Notre jeune héroïne, Ai Yasumi, est une adolescente qui vit depuis toujours sur l'île d'Izu-Ôshima, une petite île située bien au sud de Tôkyô, et qui vient d'entrer en première année de lycée. Cependant, au grand dam de son enseignante madame Teshima qui passe son temps à la sermonner de façon un peu psychorigide, la jeune fille est bien moins occupée à aller au lycée qu'à se rendre très régulièrement dans la petite librairie-bibliothèque de la rue commerçante, dans le but de toujours emprunter le même manga: "Robota et Pokota" de l'ancienne mangaka Rei Hoshino, qu'elle lit en boucle depuis bien longtemps sans s'en lasser. Teshima beau la gronder sans cesse, jusqu'à même affirmer des choses très négatives sur les mangas, Ai n'en a que faire: "Robota et Pokota" a beau être une série inachevée, et Rei Hoshino a beau avoir arrêté le manga depuis plusieurs années, cette oeuvre l'a marquée à tout jamais et a bouleversé sa vie, à tel point qu'un Pokota imaginaire (une sorte de raton avec un béret façon Osamu Tezuka) l'accompagne souvent dans ses choix et sa passion. Les choses pourraient s'arrêter là... Mais quand Ai voit avec joie son idole Rei Hoshino poster sur ses réseaux sociaux après des années de silence, qui plus est pour annoncer qu'elle distribuera gratuitement un nouveau chapitre de "Robota et Pokota" au salon tokyoïte Comitia, le petit coeur de l'adolescente bondit, et elle se décide à sortir pour la première fois de son île seule pour se rendre à Tokyo ! Là-bas, elle va découvrir tout un univers qu'elle ne soupçonnait, et prendre conscience d'une chose: elle aussi peut dessiner ses propres mangas...

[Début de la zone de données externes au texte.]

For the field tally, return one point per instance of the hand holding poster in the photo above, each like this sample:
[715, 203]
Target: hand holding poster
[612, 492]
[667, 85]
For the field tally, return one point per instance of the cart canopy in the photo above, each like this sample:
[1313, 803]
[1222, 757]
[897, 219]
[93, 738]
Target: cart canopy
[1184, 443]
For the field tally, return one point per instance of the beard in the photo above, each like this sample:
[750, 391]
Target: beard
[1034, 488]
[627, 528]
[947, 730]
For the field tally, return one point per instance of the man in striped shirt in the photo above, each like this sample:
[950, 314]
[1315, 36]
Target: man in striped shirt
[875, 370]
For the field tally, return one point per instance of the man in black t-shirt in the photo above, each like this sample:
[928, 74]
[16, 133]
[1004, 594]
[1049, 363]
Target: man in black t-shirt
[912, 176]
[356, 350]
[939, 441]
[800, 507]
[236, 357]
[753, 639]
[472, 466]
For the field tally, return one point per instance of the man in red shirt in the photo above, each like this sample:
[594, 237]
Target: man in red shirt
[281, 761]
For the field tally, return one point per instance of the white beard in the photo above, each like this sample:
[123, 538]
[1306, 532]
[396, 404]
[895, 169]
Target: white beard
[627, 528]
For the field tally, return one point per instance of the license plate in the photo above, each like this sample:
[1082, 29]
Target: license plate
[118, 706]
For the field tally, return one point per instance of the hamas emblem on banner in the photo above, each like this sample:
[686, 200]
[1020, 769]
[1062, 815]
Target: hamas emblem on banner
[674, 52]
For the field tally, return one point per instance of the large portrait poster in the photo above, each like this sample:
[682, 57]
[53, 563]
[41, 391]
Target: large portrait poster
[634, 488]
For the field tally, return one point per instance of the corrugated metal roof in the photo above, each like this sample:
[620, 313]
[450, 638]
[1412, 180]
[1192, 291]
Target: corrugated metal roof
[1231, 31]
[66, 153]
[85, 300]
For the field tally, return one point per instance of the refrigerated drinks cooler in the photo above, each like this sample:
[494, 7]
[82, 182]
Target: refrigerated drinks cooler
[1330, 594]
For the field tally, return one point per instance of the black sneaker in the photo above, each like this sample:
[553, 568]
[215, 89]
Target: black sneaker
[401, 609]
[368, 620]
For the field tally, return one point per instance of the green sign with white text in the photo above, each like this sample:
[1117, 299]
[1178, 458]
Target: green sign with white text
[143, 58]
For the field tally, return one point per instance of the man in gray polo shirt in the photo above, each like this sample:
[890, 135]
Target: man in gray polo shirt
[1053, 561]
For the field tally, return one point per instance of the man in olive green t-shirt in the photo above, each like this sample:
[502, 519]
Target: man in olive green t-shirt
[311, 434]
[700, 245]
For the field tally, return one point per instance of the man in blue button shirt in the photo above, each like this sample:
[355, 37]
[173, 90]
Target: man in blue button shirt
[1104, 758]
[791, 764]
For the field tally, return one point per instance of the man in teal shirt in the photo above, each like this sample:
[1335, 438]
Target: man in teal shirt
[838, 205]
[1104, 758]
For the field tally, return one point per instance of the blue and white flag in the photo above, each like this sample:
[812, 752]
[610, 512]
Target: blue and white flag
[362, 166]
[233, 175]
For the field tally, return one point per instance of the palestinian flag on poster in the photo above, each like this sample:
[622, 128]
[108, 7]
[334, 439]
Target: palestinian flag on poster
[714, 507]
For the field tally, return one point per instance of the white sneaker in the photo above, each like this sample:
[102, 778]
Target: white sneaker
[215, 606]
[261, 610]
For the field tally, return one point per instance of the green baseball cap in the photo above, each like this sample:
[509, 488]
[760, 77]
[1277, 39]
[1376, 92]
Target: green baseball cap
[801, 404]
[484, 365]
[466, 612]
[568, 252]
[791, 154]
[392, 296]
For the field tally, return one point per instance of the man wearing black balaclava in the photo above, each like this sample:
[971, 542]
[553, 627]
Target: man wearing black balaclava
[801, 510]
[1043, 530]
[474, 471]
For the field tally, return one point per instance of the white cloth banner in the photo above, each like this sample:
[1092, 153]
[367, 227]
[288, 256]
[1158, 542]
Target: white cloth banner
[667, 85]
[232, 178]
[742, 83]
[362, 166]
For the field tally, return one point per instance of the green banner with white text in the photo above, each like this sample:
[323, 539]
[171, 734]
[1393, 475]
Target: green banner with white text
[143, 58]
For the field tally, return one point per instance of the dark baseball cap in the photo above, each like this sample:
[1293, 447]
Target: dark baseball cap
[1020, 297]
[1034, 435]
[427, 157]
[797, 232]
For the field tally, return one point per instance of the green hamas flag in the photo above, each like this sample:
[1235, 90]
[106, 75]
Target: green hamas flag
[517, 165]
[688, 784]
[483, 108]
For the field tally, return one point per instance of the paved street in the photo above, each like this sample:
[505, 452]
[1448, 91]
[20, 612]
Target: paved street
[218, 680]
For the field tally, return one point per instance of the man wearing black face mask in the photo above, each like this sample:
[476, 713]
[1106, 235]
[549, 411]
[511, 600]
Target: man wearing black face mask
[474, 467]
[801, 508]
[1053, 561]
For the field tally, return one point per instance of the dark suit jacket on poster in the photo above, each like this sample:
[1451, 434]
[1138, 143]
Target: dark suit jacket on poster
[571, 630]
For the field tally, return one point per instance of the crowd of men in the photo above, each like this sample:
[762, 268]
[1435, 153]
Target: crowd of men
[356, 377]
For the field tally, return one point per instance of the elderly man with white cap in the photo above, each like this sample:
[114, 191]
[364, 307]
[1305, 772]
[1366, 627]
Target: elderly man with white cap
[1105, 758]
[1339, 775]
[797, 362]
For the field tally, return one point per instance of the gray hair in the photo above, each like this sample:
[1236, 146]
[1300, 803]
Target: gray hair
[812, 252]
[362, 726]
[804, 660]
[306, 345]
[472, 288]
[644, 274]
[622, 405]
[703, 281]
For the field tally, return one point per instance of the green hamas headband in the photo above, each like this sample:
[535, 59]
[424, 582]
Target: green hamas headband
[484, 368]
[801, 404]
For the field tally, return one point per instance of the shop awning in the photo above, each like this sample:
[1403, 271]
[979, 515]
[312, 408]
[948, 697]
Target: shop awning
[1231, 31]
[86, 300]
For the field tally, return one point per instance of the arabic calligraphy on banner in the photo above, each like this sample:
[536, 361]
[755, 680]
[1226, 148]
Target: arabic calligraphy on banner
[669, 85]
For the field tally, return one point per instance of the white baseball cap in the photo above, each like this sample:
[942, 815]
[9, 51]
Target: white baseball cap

A partir de là, la direction que va prendre ce début d'histoire est assez évidente: via la naissance en Ai d'un profond désir de devenir autrice de mangas, on va être invités à suivre les débuts de son parcours au lycée pour parvenir à ses fins: désir de créer un club de mangas avec sa meilleure amie Akafuku (une formidable flemmarde au parler assez cash), besoin de dénicher un prof responsable et des membres supplémentaires, début de l'apprentissage de la conception de manga... Dans le domaine des séries mettant en scène des clubs et plus encore des clubs de mangas, il n'y a en somme rien de neuf dans le déroulement des premières étapes, d'autant plus que le mangaka se permet quelques grosses coïncidences, entre l'identité de Rei Hoshino et celle de Sekiryû. Etpourtant, la sauce prend totalement, pour plusieurs raisons.

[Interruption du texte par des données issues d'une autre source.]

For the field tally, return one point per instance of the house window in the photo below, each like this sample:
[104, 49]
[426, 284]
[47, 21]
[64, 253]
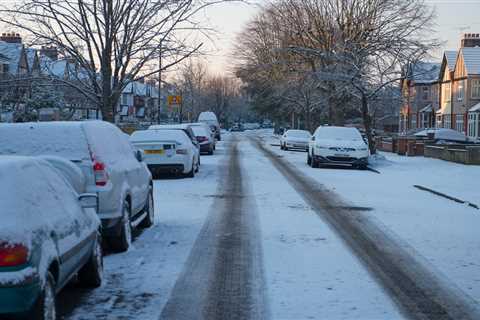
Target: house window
[425, 93]
[476, 89]
[460, 91]
[447, 121]
[446, 92]
[459, 123]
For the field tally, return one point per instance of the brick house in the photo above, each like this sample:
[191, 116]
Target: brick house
[460, 88]
[419, 87]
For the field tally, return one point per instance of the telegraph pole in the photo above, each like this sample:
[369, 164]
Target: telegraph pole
[160, 82]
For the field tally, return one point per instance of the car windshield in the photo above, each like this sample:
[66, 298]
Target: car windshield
[298, 134]
[339, 133]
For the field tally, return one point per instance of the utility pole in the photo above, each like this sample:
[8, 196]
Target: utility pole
[160, 82]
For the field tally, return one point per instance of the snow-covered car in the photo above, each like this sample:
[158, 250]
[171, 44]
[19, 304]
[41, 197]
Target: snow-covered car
[185, 127]
[295, 139]
[167, 151]
[48, 234]
[337, 146]
[205, 137]
[210, 118]
[112, 169]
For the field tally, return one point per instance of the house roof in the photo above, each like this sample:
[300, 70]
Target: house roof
[425, 72]
[13, 52]
[451, 57]
[471, 58]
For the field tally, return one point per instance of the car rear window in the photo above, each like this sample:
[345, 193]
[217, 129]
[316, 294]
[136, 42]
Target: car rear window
[200, 131]
[65, 140]
[339, 133]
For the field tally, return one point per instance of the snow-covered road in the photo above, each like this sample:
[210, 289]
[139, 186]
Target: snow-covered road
[240, 241]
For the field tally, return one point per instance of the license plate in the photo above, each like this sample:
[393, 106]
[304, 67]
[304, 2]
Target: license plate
[161, 151]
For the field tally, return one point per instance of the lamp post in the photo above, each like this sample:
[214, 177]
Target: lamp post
[159, 82]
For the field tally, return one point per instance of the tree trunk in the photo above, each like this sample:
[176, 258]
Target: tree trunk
[367, 123]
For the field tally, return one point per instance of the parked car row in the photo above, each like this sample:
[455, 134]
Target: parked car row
[66, 187]
[335, 146]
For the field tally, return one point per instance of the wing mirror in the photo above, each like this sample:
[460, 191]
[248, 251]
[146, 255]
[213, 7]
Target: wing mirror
[88, 200]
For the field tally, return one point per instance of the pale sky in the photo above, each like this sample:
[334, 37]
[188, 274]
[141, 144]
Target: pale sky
[454, 17]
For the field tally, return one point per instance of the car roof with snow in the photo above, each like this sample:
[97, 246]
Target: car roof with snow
[159, 135]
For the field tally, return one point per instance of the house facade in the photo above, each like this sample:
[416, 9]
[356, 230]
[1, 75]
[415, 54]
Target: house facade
[460, 88]
[419, 88]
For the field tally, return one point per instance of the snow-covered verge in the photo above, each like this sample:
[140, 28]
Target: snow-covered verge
[444, 233]
[138, 283]
[310, 273]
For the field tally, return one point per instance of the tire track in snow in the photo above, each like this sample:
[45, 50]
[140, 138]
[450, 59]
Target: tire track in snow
[223, 276]
[418, 291]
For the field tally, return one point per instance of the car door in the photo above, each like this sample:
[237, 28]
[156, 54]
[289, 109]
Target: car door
[71, 232]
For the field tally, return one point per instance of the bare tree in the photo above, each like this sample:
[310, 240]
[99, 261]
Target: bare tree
[114, 42]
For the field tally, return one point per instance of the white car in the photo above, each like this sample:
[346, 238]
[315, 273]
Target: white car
[112, 169]
[295, 139]
[167, 151]
[210, 118]
[337, 146]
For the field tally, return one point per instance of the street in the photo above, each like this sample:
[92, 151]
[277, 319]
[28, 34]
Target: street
[254, 238]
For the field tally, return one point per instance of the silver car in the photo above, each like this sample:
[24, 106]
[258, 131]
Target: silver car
[112, 168]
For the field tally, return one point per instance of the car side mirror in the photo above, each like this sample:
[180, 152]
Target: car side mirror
[139, 155]
[88, 200]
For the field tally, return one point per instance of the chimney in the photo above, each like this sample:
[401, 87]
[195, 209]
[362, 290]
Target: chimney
[11, 37]
[470, 40]
[50, 52]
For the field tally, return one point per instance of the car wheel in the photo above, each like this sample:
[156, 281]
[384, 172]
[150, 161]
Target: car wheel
[91, 274]
[122, 242]
[45, 306]
[149, 219]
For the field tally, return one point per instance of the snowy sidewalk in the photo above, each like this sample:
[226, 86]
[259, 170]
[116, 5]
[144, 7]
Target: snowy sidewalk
[443, 232]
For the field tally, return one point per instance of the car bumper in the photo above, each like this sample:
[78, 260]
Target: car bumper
[347, 161]
[20, 297]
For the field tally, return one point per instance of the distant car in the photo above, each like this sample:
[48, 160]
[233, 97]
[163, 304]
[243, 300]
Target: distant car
[112, 169]
[337, 146]
[206, 141]
[167, 151]
[210, 118]
[49, 234]
[185, 127]
[237, 127]
[295, 139]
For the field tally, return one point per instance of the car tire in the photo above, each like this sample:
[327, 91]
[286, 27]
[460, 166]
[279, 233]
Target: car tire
[45, 306]
[91, 274]
[122, 242]
[149, 219]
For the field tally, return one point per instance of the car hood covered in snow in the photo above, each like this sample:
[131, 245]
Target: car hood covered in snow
[340, 143]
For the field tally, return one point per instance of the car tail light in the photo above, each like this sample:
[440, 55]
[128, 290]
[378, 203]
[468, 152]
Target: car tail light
[12, 255]
[100, 173]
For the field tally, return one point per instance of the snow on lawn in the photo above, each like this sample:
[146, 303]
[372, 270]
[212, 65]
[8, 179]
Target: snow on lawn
[138, 282]
[310, 273]
[443, 232]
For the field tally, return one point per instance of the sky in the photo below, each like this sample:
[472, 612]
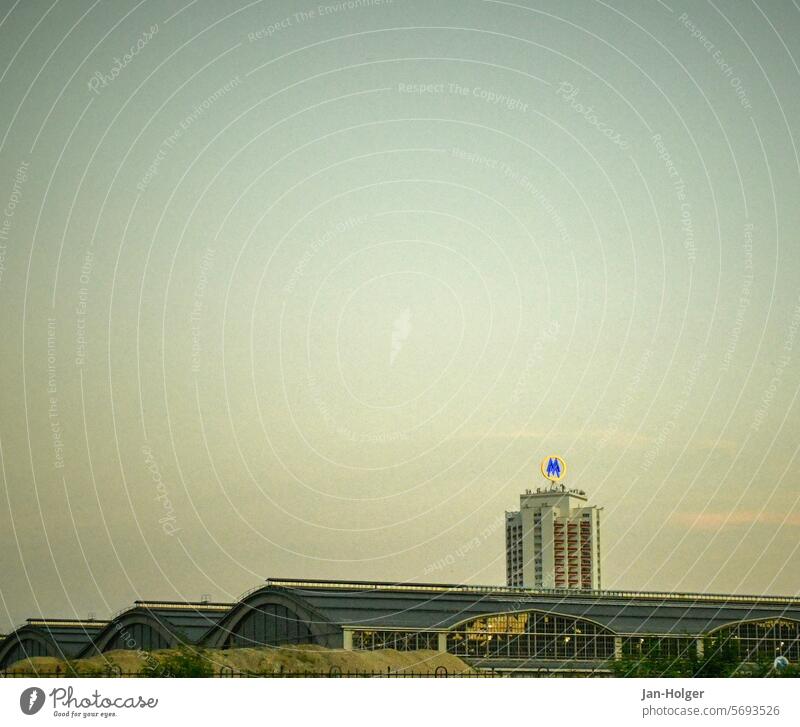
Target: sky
[304, 290]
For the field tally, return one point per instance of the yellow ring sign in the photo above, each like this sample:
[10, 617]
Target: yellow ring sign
[554, 468]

En effet, dans un cadre insulaire très rafraîchissant, soigneusement retranscrit pour qu'il participe pleinement à l'ambiance (il suffit de voir Ai bouquiner en bord de mer), et pour lequel Minoru Toyoda a sûrement pu se baser partiellement sur sa propre expérience (puisque lui-même est né à Izu-Ôshima et y a passé sa petite enfance), l'auteur nous emballe totalement en premier lieu pour la passion constante que dégage Ai: amoureuse de son manga fétiche au point d'à son tour vouloir faire du manga,elle séduit immédiatement par son tempérament positif et son côté fonceuse, jusqu'à me^me faire ressortir une idée très importante quand Teshima la gronde et rabaisse les mangas: quelles que soient leurs qualités ou absences de qualités, ces oeuvres peuvent changer des vies, soutenir et encourager des gens qui en ont besoin tant qu'on s'identifie à elles. Et c'est quelque chose que la dénommée Kokoro montrera elle aussi très bien en osant prendre sa vie en mains et faire ses propres choix face à ses parents castrateurs, en ayant été immédiatement touchée par le message du tout premier manga dessiné par Ai, quand bien même ce manga est qualifié de médiocre voire de mauvais par tout le monde.

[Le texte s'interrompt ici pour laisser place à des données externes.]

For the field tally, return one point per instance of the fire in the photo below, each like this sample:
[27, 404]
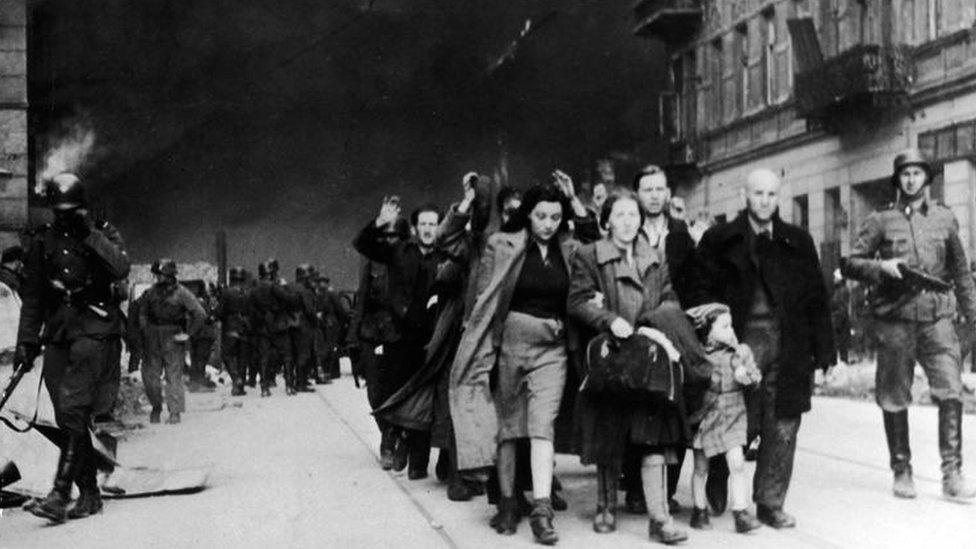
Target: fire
[68, 153]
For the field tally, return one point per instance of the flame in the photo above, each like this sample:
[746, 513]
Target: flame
[68, 153]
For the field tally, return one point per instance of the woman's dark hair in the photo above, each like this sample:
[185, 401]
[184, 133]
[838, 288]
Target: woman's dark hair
[650, 169]
[544, 192]
[505, 194]
[620, 193]
[425, 208]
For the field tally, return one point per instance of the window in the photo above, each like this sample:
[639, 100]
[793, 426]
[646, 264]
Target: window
[741, 68]
[769, 57]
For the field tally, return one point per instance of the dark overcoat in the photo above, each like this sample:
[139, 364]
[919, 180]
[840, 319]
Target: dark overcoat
[796, 285]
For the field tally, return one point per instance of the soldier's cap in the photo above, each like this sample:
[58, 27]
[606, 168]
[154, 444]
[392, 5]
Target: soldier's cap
[910, 157]
[13, 253]
[703, 315]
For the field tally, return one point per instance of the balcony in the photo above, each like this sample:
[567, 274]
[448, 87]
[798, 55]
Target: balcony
[865, 80]
[671, 20]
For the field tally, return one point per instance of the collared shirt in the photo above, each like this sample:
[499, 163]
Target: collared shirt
[656, 232]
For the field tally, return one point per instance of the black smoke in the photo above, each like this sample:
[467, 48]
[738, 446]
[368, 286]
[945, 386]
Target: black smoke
[285, 122]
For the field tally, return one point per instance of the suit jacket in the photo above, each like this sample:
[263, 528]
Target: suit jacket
[798, 293]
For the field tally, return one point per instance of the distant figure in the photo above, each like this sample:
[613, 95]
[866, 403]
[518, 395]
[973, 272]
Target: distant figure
[12, 267]
[170, 316]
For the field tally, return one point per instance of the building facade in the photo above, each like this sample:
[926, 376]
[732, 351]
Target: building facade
[825, 92]
[14, 161]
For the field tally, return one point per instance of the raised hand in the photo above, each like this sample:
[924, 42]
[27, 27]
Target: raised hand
[389, 211]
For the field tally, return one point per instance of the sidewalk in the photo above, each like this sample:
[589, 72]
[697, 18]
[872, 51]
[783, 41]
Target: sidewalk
[302, 472]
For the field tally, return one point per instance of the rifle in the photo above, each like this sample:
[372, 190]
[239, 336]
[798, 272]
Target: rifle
[919, 281]
[19, 370]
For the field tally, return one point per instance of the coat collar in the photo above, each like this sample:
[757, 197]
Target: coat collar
[644, 255]
[740, 229]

Derrière ces ondes très positives, on ressent aussi la propre passion de Toyoda pour ce qu'il raconte: non seulement l'auteur offre une avalanche de très bonnes références allant de Kazuhiro Fujita à Daijirô Morohoshi en passant par JoJo's Bizarre Adventure et bien d'autres, mais en plus il affirme déjà les qualités du manga en tant que moyen d'expression et moyen de véhiculer des émotions, et enfin il brille constamment dans son rendu visuel: au-delà des bouilles très expressives des personnages, on trouve nombre d'idées de mises en scène tapant dans tous les styles (métaphores visuelles, symboliques, cadrage...) et très souvent servies par des découpages ingénieux. Un exemple tout bête et très parlant: la page de retrouvailles entre Ai et Kokoro dans la salle d'arts plastiques, dont les quatre cases similaires en termes de cadrage et de décor sont impeccablement orchestrées dans leurs gags.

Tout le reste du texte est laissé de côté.